Among non-bizarre delusions are partial paralysis, bodily odors and pregnancy. Reported cases include a man who complained that he was unable to sleep at night, despite tests showing he slept for many hours; and a woman who could feel a foreign substance in her mouth that interfered with eating, although no such substance could be found.

With Morgellons disease, colorful fibers protruding from the skin are bizarre, but non-bizarre itching and skin eruptions occur commonly with real skin disorders such as allergies, dermatitis and parasitic diseases.

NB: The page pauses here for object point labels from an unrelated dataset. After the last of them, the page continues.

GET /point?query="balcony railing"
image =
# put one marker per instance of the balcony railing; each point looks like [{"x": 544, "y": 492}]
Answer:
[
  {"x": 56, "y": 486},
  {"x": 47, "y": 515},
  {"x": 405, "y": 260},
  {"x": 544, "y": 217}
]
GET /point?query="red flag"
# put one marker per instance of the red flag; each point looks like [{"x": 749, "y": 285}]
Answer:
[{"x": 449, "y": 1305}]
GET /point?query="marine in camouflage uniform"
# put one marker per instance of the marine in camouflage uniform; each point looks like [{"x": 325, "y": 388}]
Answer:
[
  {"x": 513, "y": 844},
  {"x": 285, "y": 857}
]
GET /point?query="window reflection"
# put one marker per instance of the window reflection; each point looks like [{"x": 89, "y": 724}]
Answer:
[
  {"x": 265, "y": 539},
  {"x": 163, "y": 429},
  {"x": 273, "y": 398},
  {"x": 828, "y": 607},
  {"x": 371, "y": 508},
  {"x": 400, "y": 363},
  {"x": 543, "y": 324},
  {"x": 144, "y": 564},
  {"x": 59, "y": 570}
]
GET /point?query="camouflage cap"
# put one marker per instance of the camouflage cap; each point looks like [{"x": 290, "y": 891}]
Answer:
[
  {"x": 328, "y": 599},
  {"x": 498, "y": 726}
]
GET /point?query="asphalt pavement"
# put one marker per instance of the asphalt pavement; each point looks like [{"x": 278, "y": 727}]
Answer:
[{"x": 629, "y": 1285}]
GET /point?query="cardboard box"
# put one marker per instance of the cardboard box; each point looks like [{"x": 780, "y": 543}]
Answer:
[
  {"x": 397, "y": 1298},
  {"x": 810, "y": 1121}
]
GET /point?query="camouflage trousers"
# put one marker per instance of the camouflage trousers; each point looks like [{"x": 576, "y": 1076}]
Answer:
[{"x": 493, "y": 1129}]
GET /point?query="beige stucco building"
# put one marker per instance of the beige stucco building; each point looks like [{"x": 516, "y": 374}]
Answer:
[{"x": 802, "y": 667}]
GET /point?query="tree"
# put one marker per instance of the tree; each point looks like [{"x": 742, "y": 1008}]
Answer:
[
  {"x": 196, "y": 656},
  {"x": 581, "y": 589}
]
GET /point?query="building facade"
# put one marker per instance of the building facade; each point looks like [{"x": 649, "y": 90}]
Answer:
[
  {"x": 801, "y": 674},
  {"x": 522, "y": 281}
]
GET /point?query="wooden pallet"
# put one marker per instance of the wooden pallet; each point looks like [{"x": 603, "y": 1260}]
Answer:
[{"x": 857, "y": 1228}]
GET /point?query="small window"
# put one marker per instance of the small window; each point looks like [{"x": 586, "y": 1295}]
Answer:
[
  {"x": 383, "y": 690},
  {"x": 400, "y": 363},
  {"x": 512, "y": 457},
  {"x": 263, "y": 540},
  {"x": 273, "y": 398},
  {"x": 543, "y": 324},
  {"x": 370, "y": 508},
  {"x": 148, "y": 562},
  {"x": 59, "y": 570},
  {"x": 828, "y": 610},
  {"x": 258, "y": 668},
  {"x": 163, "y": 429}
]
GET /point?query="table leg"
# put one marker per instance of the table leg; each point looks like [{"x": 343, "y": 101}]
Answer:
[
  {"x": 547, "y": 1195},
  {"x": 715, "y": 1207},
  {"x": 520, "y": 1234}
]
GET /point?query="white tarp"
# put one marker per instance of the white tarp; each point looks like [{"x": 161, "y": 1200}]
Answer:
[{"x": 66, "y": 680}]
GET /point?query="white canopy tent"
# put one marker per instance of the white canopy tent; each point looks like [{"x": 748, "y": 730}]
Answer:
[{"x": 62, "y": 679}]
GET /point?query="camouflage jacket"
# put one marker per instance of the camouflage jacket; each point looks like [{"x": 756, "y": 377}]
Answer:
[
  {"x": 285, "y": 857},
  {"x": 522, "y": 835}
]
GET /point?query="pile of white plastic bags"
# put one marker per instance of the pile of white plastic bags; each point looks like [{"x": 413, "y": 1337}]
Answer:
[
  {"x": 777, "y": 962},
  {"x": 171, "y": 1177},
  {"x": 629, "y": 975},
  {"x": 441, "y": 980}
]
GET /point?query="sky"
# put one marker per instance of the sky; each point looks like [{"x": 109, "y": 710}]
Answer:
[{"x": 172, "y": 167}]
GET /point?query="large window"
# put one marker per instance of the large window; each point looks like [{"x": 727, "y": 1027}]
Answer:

What can make Morgellons most challenging for sufferers is lack of awareness of the condition, even among doctors.  “Unexpectedly getting a psychiatric diagnosis when you believe you have a skin disease can be devastating,” writes Nancy Moyer on Healthline and can, in turn, “worsen symptoms or even lead to new ones.”

Defining MD as a psychiatric condition gains support from the occasional positive response of symptoms to antipsychotic drugs, which target the neurotransmitters dopamine and serotonin. On the other hand, “reduced growth of parasites and anti-pruritic properties” are listed as off-label effects of these medications, according to Middelveen.

Treatment for Morgellons often includes psychological approaches, such as cognitive behavior therapy.  But because the belief of MD sufferers that they have a physical disease is so difficult to dislodge, many are resistant to or upset by such recommendations.

One cause of delusional parasitosis is recreational drug use—with “coke bugs” and “meth mites.”  In a study of 147 patients complaining of bug infestation, 11% had a history of drug use (methamphetamines, cocaine, heroin, marijuana, and other street drugs), according to Middelveen.

Among MD sufferers, Joni Mitchell admitted to “taking a lot of drugs over the years, including mounds of coke,” according to the Daily Mail.  But she was also a victim of childhood polio, a potential infectious link for MD that has not yet been pursued.

—Mary Carpenter

For more reporting from well-being editor Mary Carpenter, click here.

 

 

 

 

 



One thought on “Delusion or Disease?

  1. Nancy G says:

    You don’t mention if this disease is more prevalent in women than in men, which could lead to the psychiatric diagnosis instead of looking for a physical cause. And what about a real cure?